No time to write is one of the most common reasons people give, and it makes sense. You’ve got school, work, responsibilities, social life, and a hundred other things competing for your schedule. Writing feels like something you’ll get to later, when things calm down. But here’s the problem: things don’t calm down. Life doesn’t suddenly create space for writing. If anything, it gets busier. So if you’re waiting to “find time,” you’ll be waiting a long time.
The truth is, most people don’t actually need more time. They need a different approach to how they use the time they already have. Because writing doesn’t require hours of uninterrupted focus. It just requires consistency. And consistency comes from making writing smaller, simpler, and easier to start.
One of the biggest mistakes writers make is treating writing like a big event. They think they need a perfect setup a quiet environment, a clear schedule, the right mindset. And if those things aren’t there, they don’t write at all. But writing doesn’t have to be a big production. It can exist in small pockets of your day. Ten minutes in the morning then fifteen minutes at night. A quick session between classes or during a break. Those small sessions add up faster than you think, and more importantly, they keep you connected to your work.

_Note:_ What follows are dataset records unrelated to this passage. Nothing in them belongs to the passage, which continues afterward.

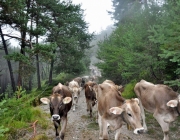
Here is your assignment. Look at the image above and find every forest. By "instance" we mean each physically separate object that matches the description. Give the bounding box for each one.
[0,0,180,137]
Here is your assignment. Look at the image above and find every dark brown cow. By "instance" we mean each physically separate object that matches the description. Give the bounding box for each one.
[94,80,144,140]
[134,80,180,140]
[40,83,72,140]
[84,81,97,117]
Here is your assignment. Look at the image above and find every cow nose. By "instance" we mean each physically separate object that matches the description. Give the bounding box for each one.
[137,129,144,134]
[134,127,144,134]
[74,96,78,99]
[52,114,60,121]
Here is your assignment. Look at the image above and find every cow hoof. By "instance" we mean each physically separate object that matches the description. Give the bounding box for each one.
[143,130,148,133]
[55,137,60,140]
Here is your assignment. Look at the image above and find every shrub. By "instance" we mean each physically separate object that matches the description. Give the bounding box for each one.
[122,81,136,99]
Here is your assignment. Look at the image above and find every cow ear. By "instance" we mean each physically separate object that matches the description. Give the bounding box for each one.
[89,86,92,91]
[78,87,82,91]
[40,98,50,105]
[109,107,124,114]
[166,100,178,107]
[134,98,139,104]
[63,97,72,104]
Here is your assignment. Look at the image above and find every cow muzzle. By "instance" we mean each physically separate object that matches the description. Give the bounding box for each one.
[52,114,60,121]
[134,127,144,134]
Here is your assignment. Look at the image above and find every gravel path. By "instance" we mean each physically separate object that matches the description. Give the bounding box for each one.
[39,91,154,140]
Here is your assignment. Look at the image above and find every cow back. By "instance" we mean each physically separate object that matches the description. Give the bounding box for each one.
[97,84,125,118]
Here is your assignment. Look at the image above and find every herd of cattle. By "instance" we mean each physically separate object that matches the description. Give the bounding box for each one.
[40,77,180,140]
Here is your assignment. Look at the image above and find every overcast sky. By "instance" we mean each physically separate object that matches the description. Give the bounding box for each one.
[72,0,113,33]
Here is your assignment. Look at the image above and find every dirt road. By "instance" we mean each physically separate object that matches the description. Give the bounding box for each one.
[40,91,154,140]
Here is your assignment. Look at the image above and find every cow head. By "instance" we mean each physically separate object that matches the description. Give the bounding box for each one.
[110,98,144,134]
[69,80,82,104]
[166,95,180,116]
[40,93,72,121]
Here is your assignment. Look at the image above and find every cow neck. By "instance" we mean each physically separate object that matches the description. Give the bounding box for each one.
[176,101,180,116]
[121,112,128,124]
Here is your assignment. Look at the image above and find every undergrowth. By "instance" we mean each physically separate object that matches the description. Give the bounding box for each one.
[0,73,72,140]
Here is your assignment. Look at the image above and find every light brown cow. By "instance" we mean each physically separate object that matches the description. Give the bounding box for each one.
[84,81,97,117]
[94,80,144,140]
[134,80,180,140]
[40,83,72,140]
[68,80,82,111]
[103,80,124,95]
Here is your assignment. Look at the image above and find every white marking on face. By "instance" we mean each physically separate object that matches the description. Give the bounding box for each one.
[134,127,144,134]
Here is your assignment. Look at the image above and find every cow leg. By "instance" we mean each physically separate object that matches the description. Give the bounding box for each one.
[153,112,169,140]
[86,99,91,114]
[73,97,77,111]
[139,99,147,132]
[98,113,108,140]
[96,103,98,123]
[54,120,60,136]
[115,128,121,140]
[60,117,67,140]
[90,101,93,117]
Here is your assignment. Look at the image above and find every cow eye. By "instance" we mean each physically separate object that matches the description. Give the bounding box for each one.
[127,113,132,117]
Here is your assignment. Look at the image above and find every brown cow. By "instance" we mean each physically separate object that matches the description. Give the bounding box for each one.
[134,80,180,140]
[103,80,124,95]
[68,80,82,111]
[73,77,85,87]
[84,81,97,117]
[94,80,144,140]
[40,83,72,140]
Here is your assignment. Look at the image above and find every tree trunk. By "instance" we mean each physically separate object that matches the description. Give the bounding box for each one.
[49,59,54,85]
[36,54,41,89]
[0,26,16,92]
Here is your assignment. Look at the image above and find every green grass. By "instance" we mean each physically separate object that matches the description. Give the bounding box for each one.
[87,122,99,130]
[122,81,136,99]
[0,73,73,140]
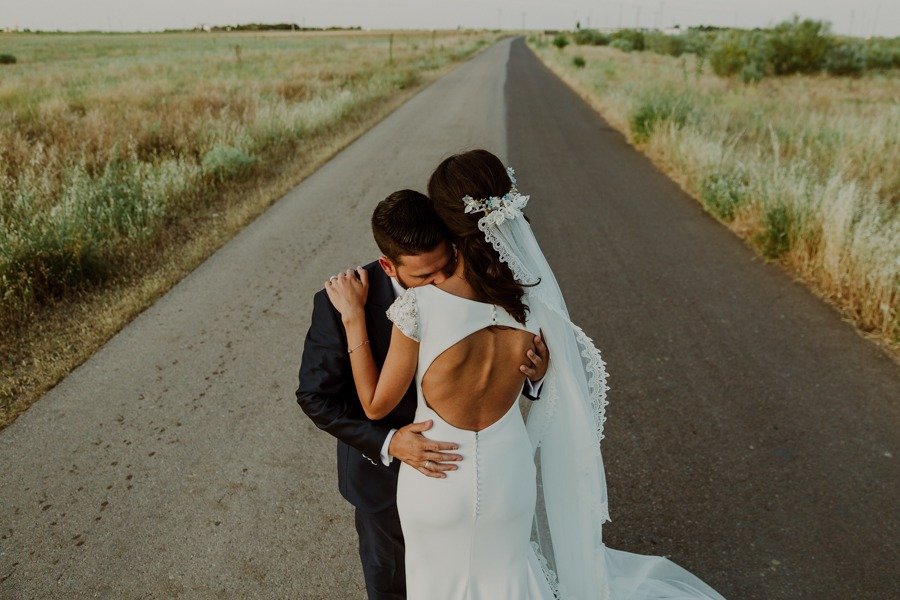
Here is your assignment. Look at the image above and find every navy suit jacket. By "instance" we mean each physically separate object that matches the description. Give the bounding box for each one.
[296,262,416,512]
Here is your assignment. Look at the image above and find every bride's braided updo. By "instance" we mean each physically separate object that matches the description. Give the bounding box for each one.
[428,150,528,324]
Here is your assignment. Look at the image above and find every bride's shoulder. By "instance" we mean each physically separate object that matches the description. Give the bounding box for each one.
[387,288,419,341]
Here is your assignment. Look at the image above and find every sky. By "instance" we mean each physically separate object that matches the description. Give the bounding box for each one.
[0,0,900,37]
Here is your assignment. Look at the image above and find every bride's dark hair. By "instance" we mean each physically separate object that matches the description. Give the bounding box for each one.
[428,150,528,324]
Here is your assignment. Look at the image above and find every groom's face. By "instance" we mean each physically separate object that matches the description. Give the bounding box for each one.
[378,242,454,289]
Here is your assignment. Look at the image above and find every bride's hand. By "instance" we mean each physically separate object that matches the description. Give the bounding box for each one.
[325,267,369,322]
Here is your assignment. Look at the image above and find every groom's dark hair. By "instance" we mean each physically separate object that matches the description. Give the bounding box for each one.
[372,190,448,265]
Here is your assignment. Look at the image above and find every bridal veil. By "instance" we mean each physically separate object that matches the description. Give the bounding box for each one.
[472,169,724,600]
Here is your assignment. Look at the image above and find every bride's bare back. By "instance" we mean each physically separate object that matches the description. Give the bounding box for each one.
[422,300,533,431]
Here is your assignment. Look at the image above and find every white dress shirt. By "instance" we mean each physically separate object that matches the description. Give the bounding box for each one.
[381,277,544,466]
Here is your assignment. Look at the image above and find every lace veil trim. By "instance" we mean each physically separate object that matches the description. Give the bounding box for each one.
[386,288,420,342]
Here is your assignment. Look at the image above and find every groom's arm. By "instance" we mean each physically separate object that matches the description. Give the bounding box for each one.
[296,291,391,462]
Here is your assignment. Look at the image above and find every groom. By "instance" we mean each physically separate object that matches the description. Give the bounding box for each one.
[296,190,548,600]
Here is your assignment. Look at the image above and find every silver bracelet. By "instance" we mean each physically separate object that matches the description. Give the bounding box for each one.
[347,340,369,354]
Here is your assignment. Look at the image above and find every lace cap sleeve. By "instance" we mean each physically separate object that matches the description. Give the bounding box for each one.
[387,289,419,342]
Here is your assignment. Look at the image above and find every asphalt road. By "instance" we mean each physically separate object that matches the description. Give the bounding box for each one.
[506,41,900,600]
[0,40,900,600]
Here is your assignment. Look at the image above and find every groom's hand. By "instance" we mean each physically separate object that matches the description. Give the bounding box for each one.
[519,332,550,383]
[388,420,462,478]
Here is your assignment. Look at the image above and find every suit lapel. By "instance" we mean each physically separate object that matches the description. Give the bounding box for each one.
[366,262,394,366]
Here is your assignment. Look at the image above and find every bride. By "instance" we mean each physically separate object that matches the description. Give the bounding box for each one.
[326,150,724,600]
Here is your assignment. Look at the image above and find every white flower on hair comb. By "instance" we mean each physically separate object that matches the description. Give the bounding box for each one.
[463,167,528,231]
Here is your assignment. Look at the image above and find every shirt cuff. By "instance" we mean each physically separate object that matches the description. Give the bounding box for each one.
[381,429,397,467]
[525,377,544,398]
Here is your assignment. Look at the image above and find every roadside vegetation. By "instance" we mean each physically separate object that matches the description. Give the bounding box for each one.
[529,18,900,356]
[0,31,498,426]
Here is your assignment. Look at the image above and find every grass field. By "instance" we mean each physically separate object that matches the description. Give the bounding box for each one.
[529,37,900,356]
[0,31,498,425]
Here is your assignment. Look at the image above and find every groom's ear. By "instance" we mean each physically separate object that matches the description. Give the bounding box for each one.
[378,254,397,277]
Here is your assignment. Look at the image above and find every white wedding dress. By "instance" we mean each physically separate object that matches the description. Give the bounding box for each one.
[388,169,724,600]
[388,285,553,600]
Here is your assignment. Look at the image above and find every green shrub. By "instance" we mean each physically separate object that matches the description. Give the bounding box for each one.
[202,145,256,181]
[572,29,609,46]
[610,29,645,52]
[741,62,766,83]
[825,41,866,76]
[755,204,794,258]
[681,28,716,56]
[700,172,747,221]
[644,31,686,56]
[609,38,634,52]
[630,90,692,142]
[768,15,833,75]
[709,31,769,81]
[866,38,900,71]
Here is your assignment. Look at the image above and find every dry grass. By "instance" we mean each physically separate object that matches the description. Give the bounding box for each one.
[0,32,495,426]
[530,38,900,359]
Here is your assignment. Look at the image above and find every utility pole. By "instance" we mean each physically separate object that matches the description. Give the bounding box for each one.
[869,2,881,37]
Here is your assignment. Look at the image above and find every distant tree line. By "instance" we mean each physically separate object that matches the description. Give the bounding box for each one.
[193,23,362,31]
[553,16,900,82]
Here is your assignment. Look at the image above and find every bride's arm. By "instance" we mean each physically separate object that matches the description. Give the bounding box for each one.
[325,268,419,419]
[342,315,419,419]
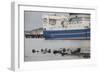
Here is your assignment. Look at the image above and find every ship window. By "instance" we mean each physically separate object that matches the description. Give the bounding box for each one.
[49,19,56,25]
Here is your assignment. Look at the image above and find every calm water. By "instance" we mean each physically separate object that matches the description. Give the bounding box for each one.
[24,38,90,61]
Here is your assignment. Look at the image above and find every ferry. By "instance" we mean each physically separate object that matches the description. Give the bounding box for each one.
[42,13,90,40]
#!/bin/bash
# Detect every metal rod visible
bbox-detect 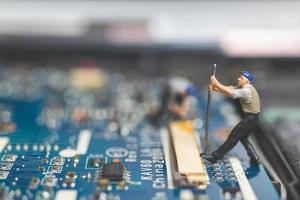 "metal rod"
[204,64,217,152]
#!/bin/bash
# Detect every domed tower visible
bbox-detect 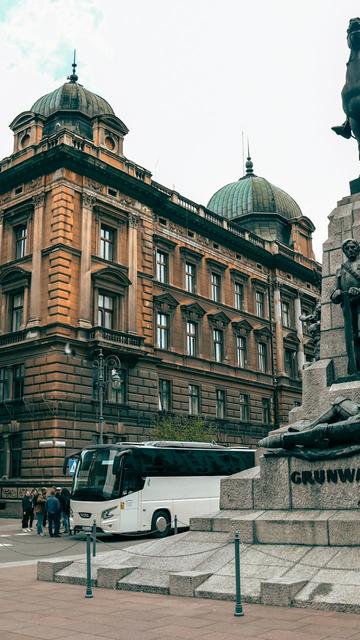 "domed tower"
[10,62,129,156]
[207,155,315,259]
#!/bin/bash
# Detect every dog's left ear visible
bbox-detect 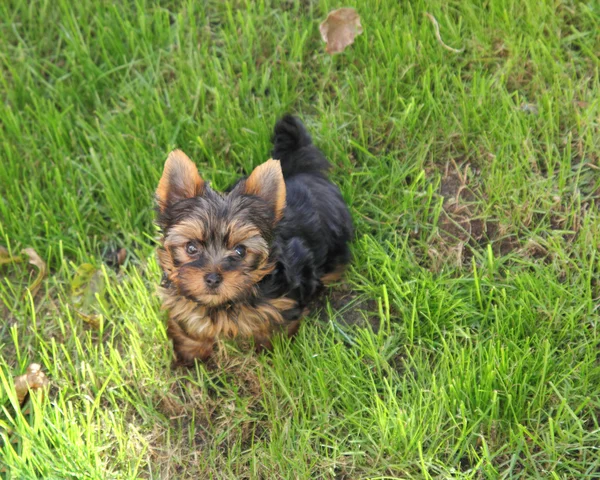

Another issue is how we prioritize our time. Most people say they don’t have time to write, but they spend hours scrolling, watching videos, or doing things that don’t actually matter to them long-term. That’s not a judgment, it’s just reality. Time isn’t always the problem, it is usually awareness. When you start noticing where your time actually goes, you’ll realize that writing doesn’t need to replace everything. It just needs to replace something.
It also helps to remove the pressure of long writing sessions. If you tell yourself you need to write for an hour, it’s easy to put it off. But if you tell yourself you’re writing for ten minutes, it becomes manageable. Anyone can sit down and write for ten minutes. And once you start, you’ll often go longer anyway. The hardest part isn’t writing it’s starting. So your goal shouldn’t be to write a lot. It should be to start more often.
Another powerful shift is to attach writing to something you already do. This is called habit stacking. For example, write immediately after your morning coffee. Or before you go to bed. When writing becomes part of an existing routine, it stops feeling like something extra you have to fit in. It becomes something that naturally happens as part of your day.
Finally, you have to be honest with yourself about what writing means to you. If writing is truly important, it has to show up in your schedule in some form, even if it is a small part of it. Not perfectly, not every single day, but consistently enough that you’re making progress. At the end of the day, finding time to write isn’t about waiting for the perfect moment. It’s about deciding that writing matters enough to give it a place in your life as it is right now. You don’t need more time, but a starting point, a clearer priority, and a willingness to begin before everything feels perfectly aligned. THAT is how you find the time.